The Kawasaki W650: more 'authentic' than the current Triumph Bonneville?
The Bonneville became the prototypical nouveau classique motorcycle, a runaway success that spawned a series of equally uninspired rehashes from other marques (see also: Moto Guzzi V7, Honda CB1100, or any other machine that excuses lazy design and mediocre performance by appealing to our limitless capacity for nostalgia).

The resulting me-too hopping on the nostalgia bandwagon has done irreparable harm to modern motorcycle design. Where we once looked starry-eyed into the future aboard our sleek pastel-coloured rockets, we now look wistfully upon a past that never was while straddling wheezy appeals to the sentiments of baby boomers and their self-entitled hipster brethren.

In the process you end up with weird compromises, like the new BMW R Nine T abandoning the clever Telelever front fork in favour of a non-adjustable conventional fork to make “customization” easier. No, it wasn’t to save costs and glean some extra margin, it was to give 1% of buyers the opportunity to swap in some better suspension components they will never come close to making use of. Accommodating the whims of fickle buyers forces a step backwards.

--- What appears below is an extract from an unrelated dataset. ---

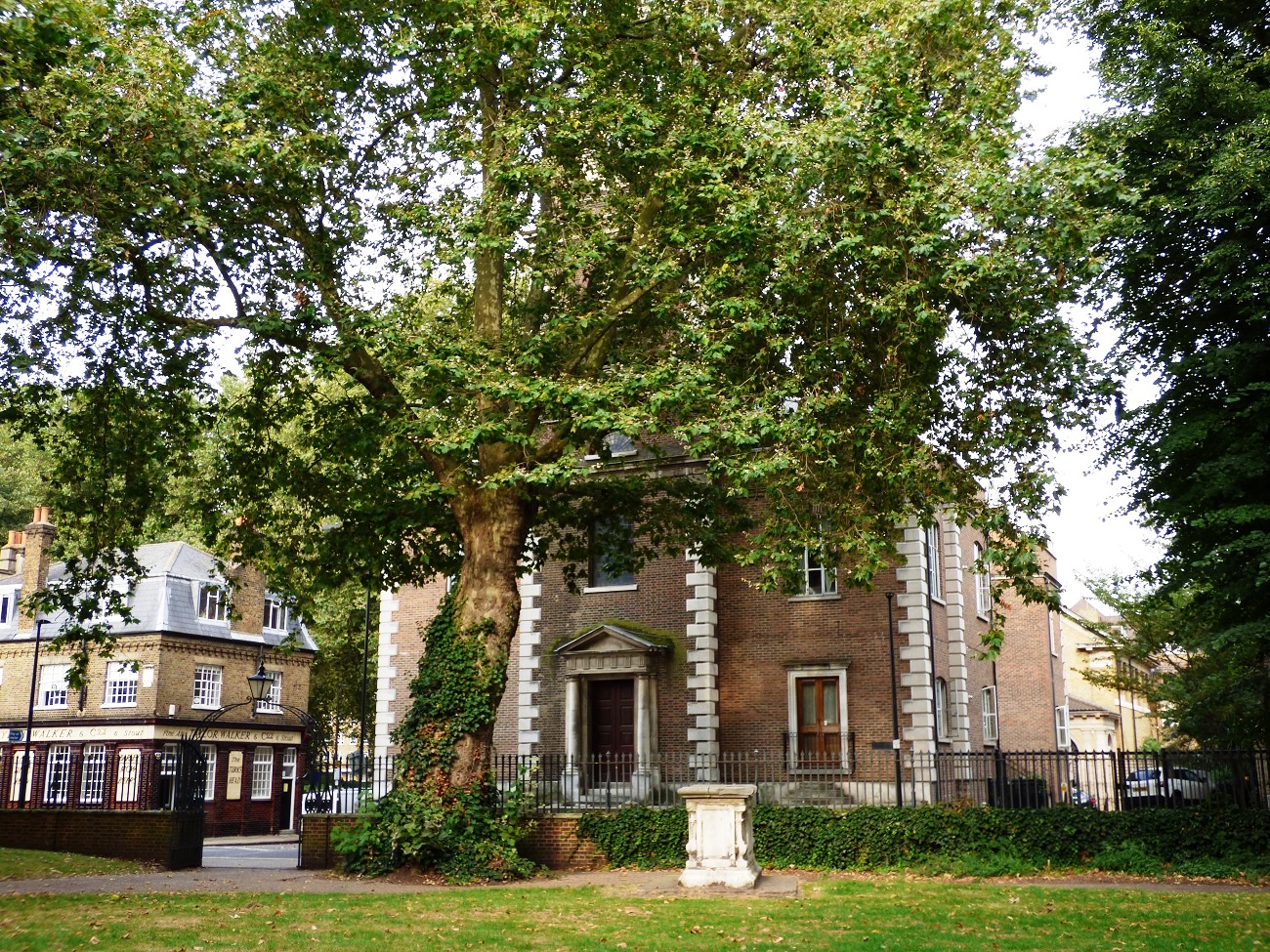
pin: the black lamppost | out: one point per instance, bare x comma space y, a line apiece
30, 716
366, 661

Which allows me to segway neatly to my next target:

Our current industry has managed to combine the wistful longings of senile buyers, the muddled self-images of materialistic self-entitled brats, and the myth of honest labour into a cocktail that has given birth to the second coming of the café racer. Every wrench-spinning hack and their grandma has taken to the shed to build a cobbled together monstrosity as the custom scene has exploded into an orgy of candy-flaked, header-wrapped, Firestone-tired homages to … who knows what, they were too busy selling T-shirts and moustache wax to decide.

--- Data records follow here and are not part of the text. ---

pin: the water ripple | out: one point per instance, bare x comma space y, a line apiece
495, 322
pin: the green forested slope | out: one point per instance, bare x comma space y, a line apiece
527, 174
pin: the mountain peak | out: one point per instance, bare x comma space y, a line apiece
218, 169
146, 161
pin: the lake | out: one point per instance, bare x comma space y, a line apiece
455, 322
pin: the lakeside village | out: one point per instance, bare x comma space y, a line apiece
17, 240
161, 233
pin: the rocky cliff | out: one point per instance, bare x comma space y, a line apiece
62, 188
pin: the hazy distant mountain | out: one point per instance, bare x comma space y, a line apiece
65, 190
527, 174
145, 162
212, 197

We have appropriated elements of the past and given them the glossy sheen of branding and rampant materialism, thereby abandoning any hope of contributing something meaningful to our culture. We will never exhibit that effortless cool of our heroes because we are trying too hard, and trying hard to make a buck in the process. Anyone who dares summon the spirit of McQueen (or Brando, or Marvin, or Eastwood, or Newman, or any other grizzled American male celebrity) in their marketing should be avoided at all costs. Beware the Steve McQueen/David Hasselhoff Conundrum.

That’s not to say that numbskulls slapping together deathtraps in their backyards is a bad thing. As long as young men and women have had hacksaws and cheap Mastercraft tools at their disposal, they’ve been butchering two- and four-wheeled devices to their perverted liking. Hot rod culture is alive and well, despite the arrival of the Prius and the NC700, and the naïve tinkering of our youth should be celebrated and encouraged—no matter how ugly it gets.

Progress: the 2012 Honda NC700S.
It should not, however, become commercialized to the point of ridiculousness. That is the difference between the authentic custom and the contrived machinations of businesses masquerading as honest builders. If they are churning out overpriced machines while selling made-in-China bolt on parts, and overpriced apparel with explicit references to Steve McQueen, they are not worthy of our praise. Save your accolades for the person with blackened, calloused hands who lives in poverty, funnelling all their meagre funds into their projects. You likely won’t hear about those people in the media, because they generally neglect to hire publicists or submit their work to Bike EXIF.

That’s the unfortunate and largely untenable ideal we have built, that of the passionate builder plying their trade free of corruption by monetary concerns. The myth of honest labour has merged with the image of the starving artist. The truth is that the most notable visionaries usually toil in obscurity, and always will. Their potential will always be limited by their lack of funds and their impact will be blunted by their lack of exposure. Noble though their plight might be in an idealistic sense, they can rarely achieve greatness or improve our culture if they are working in anonymity with limited means.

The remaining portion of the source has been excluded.